I can't speak for my childhood-- I really have little memory of last week, much less that many years ago. But in my adolescence and early (and single) adulthood, I was a pretty passionate person. If I believed something, I really lived it out. I was kind of fearless and very honest. When I became a married woman, I think I let some of those tendencies go. Or at least muffled them. I was worried about fitting in with Jeremy's family, what they might think of me. I tried to fit in more at the church I started attending when I moved back to Illinois. The people attending there tended to be more modest, more humble, more reserved. I didn't feel like I fit-- and I often needed to apologize for being outspoken in a way that made others feel embarrassed or hurt.

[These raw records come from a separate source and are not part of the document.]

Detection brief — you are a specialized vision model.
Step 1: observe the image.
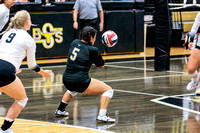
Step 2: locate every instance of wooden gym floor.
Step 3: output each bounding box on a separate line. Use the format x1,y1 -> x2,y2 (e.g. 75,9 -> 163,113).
0,48 -> 200,133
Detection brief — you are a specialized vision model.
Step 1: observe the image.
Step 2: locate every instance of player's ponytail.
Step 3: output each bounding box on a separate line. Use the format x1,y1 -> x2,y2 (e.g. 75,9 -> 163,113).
0,17 -> 15,35
79,26 -> 97,45
0,10 -> 30,35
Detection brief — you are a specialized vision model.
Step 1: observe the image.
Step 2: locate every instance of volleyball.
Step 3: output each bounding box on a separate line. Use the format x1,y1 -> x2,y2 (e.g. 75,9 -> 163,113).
101,30 -> 118,47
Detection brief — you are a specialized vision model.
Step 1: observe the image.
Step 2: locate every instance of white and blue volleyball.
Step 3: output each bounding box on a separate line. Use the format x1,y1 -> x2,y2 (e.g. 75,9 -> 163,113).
101,30 -> 118,47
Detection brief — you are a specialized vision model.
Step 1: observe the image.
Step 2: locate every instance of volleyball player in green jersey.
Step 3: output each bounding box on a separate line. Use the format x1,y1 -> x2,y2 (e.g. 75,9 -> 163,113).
55,27 -> 116,122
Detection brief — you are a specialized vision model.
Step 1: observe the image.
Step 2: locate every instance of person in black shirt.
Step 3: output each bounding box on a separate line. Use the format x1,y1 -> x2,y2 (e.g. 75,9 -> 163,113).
55,26 -> 116,122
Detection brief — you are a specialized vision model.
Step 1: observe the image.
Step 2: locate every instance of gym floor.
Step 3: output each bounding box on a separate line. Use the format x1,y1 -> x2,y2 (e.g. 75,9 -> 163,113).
0,48 -> 200,133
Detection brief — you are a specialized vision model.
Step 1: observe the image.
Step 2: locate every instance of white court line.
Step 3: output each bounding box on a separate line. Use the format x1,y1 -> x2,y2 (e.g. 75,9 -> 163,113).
21,57 -> 185,70
105,65 -> 187,74
114,89 -> 164,97
151,96 -> 200,114
0,117 -> 114,133
25,74 -> 182,89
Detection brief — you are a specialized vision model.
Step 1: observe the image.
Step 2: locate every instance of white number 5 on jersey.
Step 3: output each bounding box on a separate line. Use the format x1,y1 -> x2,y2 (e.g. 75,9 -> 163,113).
70,47 -> 80,61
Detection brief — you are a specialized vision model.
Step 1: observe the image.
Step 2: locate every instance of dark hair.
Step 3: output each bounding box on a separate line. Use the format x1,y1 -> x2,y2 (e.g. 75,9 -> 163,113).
79,26 -> 97,43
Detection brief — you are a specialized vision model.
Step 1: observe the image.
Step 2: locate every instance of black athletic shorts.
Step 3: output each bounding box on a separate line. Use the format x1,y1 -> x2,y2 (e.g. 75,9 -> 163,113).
0,59 -> 16,87
63,70 -> 91,93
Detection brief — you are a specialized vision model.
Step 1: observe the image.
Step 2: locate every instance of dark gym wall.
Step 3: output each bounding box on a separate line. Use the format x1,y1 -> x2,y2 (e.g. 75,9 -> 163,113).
11,0 -> 144,58
154,0 -> 171,71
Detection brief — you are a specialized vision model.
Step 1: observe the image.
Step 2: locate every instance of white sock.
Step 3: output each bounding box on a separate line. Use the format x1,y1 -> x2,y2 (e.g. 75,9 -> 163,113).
99,109 -> 107,116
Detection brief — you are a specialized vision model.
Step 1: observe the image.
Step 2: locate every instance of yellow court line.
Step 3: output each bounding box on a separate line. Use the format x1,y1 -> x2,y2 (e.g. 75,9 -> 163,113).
0,117 -> 114,133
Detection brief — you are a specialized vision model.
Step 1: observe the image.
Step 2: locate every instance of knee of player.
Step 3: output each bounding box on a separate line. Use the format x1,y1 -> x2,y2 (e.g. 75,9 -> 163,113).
188,69 -> 198,77
102,88 -> 114,98
67,90 -> 78,97
15,98 -> 28,107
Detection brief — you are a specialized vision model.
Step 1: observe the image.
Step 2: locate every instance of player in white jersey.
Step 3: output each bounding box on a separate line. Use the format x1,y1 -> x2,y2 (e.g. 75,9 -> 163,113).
186,12 -> 200,95
0,0 -> 14,31
0,10 -> 52,133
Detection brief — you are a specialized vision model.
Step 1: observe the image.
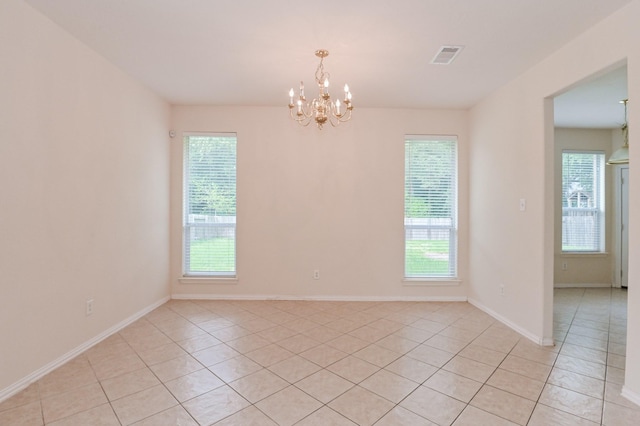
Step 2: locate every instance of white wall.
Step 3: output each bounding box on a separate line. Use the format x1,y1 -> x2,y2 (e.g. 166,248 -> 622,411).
0,0 -> 169,399
470,1 -> 640,402
171,106 -> 468,299
553,128 -> 616,287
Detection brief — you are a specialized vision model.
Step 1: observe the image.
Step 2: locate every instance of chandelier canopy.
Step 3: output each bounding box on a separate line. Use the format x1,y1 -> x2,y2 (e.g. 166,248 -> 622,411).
289,49 -> 353,129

I don't think these are inherently bad things. I did need some rough edges worn off. But in doing so, I learned how to "act" like a wife, a Christian. I was a little too good at shaving off pieces of myself. It became hard to gauge my spiritual life when acting [no matter how little] became part of how I lived my physical life.
So, I've felt foggy for a very long time. It started when Jeremy and I got married. I thought, it's ok-- it'll get better. Then we had Elias, and then Josiah. It's been years since I've felt really, really intimate with Jesus. Where I felt strong in my faith as an individual. Before I got married, I really depended on Jesus for so many things; when Jeremy took over a few of those needs, as he should have, I got disoriented. I didn't know how to relate to God as a married woman.
And here I am, five years later, still struggling with that idea. I know, it's kind of ridiculous. It isn't that hard on paper, but in my spirit, I'm still that confused new bride. As a new Christian, I was taught to let Jesus be my husband. And then when I got married, I was like, Wait-- now what?
Does this make sense? I'm a little wary of writing this down... of getting some criticism... but I'm wanting to be honest, about myself, about my faith. And I'm wanting it to get BETTER. I don't want to shrivel up as a wife and a mommy-- I want to be alive, and I want to bring life to my family. The only person I know who can make things alive again is God.
And He's been nudging me on this. He's been so kind to me, you guys, in the midst of all this confusion, all of these babies. I have felt swallowed up in his kindness, in his compassion for me these last years. And now, in His kindness, He's trying to hoist me up, trying to breathe new life into me. To help me SEE again, all the things that aren't a part of this physical world. For mothers of babies, sometimes it seems like it is only the physical that matters. We sit down at the end of the day, hair full of baby vomit, kid poop under our fingernails, next to piles and piles of laundry, and in our minds eye seeing the load of dirty dishes in the sink. Our work is so physical in the beginning. The Lord understands that. And He understands, too, that our eyes have to be lifted up. That we forget that there's so much more to this life, and the next. That as much as our hands are submerged in the physical, our hearts have to be reminded that we are spirit, too.
He's reminding me of that now. I'm so thankful for that reminder. I'm so sorry that I forgot. I'm so hopeful for what's next.